I love my new Michelin X-Ice winter tires.
A lot of winter drivers still believe that the cost of dedicated winter tires is prohibitive and that all-season tires are good enough for winter conditions in their area.
Studies done by the Traffic Injury Research Foundation show:
“that the more resilient compound of winter tires is beneficial when the air temperature is +7 degrees Celsius or lower, regardless of whether the roads are dry, wet, snow-covered or icy. While most jurisdictions may receive variable amounts of snow, a majority of Canadians experience temperatures of at least -10 degrees Celsius or colder” explains Dr. Vanlaar. “Even in moderate temperatures above 0 degrees winter tires improve your car’s traction, cornering and braking ability. Also, anti-lock braking systems (ABS) and electronic stability control (ESC) require sufficient traction to be effective and winter tires can provide that needed traction.”
Here’s a video that shows the comparison between all-seasons and dedicated winter tires.
Yes, there is the initial expense of the winter tires but collisions can cost a lot more.

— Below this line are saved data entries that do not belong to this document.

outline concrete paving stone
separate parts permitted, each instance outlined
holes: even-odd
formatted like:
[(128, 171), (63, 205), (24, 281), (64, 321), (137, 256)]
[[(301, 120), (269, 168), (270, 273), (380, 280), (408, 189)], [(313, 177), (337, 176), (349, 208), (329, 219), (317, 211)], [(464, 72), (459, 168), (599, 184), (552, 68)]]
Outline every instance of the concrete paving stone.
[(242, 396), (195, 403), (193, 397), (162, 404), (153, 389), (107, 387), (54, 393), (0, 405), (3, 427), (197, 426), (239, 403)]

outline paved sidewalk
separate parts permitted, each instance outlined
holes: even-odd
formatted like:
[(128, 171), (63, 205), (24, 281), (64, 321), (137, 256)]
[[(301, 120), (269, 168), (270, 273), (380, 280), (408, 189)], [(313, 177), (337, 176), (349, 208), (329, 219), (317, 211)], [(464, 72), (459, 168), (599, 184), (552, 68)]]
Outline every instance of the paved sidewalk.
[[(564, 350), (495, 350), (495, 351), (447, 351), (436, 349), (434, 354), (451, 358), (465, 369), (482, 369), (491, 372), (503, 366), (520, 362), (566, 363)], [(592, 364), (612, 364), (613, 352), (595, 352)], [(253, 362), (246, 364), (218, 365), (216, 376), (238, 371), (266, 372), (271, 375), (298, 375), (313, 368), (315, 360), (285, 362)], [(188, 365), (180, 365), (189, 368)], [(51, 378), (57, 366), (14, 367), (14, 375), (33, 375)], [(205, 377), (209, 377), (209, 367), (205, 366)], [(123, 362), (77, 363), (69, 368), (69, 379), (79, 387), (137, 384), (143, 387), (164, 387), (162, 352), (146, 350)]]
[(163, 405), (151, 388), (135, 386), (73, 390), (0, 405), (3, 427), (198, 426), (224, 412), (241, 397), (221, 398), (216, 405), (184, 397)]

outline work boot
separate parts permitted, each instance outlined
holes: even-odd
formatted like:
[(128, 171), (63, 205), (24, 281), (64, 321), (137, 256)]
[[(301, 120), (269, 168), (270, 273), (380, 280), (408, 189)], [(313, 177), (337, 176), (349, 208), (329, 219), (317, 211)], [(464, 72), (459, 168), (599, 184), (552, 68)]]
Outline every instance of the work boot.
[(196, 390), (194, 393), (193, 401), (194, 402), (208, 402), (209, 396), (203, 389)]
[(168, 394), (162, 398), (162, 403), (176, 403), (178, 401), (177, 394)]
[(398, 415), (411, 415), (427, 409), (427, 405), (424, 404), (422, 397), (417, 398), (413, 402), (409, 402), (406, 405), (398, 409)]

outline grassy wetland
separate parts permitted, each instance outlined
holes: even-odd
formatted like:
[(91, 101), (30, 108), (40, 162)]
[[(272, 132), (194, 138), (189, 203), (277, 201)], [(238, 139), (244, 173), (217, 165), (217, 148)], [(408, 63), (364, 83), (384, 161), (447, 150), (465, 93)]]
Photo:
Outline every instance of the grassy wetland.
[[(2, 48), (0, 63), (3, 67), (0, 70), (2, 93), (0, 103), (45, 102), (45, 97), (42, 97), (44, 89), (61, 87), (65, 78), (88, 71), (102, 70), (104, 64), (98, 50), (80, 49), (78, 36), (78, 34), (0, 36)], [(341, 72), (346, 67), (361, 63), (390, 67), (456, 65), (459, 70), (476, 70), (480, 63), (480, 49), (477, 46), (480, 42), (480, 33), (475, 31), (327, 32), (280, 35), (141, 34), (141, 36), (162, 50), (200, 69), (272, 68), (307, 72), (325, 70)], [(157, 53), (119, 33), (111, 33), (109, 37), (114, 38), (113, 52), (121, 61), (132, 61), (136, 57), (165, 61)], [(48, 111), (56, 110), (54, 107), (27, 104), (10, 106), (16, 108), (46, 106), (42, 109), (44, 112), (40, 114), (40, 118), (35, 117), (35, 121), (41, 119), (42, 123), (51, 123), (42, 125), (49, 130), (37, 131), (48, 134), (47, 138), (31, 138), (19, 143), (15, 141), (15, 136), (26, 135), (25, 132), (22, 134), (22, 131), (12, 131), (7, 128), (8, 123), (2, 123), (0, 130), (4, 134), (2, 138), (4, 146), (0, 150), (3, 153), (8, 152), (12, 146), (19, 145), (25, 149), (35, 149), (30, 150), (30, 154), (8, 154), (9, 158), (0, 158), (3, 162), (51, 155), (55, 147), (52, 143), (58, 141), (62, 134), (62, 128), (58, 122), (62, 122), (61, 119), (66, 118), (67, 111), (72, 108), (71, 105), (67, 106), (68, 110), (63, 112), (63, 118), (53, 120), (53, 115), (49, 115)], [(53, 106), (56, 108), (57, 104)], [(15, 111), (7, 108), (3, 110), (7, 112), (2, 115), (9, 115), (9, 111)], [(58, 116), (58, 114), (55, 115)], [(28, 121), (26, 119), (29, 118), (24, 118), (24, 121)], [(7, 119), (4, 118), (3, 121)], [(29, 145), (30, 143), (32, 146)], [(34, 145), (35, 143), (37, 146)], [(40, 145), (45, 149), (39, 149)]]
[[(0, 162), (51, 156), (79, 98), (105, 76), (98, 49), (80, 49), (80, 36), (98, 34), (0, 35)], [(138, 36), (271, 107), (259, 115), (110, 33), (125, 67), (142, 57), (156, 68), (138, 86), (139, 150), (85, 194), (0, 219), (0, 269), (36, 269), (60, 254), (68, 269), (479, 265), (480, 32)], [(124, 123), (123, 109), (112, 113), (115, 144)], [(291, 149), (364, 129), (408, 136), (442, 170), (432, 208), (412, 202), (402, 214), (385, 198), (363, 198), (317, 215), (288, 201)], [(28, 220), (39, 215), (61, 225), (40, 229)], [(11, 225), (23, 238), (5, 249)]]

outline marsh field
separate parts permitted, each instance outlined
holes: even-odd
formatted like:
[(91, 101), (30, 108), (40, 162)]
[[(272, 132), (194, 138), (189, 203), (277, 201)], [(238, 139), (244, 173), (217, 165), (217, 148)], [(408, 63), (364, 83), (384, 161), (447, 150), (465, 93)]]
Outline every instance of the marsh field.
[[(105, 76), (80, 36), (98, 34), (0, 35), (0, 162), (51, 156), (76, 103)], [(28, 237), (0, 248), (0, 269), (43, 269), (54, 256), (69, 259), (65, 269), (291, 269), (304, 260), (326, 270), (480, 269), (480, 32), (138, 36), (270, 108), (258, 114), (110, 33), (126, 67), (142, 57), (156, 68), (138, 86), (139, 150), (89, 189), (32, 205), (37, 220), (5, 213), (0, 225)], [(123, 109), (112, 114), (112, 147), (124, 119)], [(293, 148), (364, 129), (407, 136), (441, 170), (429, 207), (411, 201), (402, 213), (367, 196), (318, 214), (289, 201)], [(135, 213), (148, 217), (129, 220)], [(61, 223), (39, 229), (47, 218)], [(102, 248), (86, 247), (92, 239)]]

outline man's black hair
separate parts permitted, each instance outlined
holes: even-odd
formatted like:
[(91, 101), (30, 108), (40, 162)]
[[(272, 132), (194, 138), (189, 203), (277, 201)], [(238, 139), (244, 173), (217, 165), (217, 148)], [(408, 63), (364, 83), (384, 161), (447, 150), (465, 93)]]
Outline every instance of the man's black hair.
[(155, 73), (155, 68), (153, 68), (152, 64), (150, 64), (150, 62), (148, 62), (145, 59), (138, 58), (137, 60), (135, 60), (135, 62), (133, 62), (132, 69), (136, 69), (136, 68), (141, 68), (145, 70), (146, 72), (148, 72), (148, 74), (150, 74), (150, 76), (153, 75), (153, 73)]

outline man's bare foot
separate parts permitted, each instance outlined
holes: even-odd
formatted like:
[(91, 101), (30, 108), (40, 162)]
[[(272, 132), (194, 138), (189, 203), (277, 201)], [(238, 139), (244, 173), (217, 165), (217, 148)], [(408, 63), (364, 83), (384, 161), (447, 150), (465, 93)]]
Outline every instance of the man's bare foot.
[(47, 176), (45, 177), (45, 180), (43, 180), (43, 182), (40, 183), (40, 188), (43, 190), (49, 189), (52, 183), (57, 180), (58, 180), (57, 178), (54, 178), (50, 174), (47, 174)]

As well, some research suggests there is fuel savings of about 5% with the use of winter tires. Also, your insurance costs are generally less when you’re using winter tires.
I’m so happy that our “ditch-seeking” all-season tires are stored in the garage this winter.
It’s cold in Alberta. For the last few days, Environment Canada has been issuing Extreme Cold Warnings.
An Extreme Cold Warning is issued when there will be very cold temperatures or wind chill creating an elevated risk to health such as frostbite and hypothermia. The alert is triggered when there will be 2 hours of minus 40 temperature or wind chill.
Today they are predicting a balmy minus 16, with a wind chill of minus 26.
A few years ago, I posted my Official Canadian Temperature Conversion Chart but in case you missed it, it’s here.
Is it cold where you live? Drive safe and stay warm!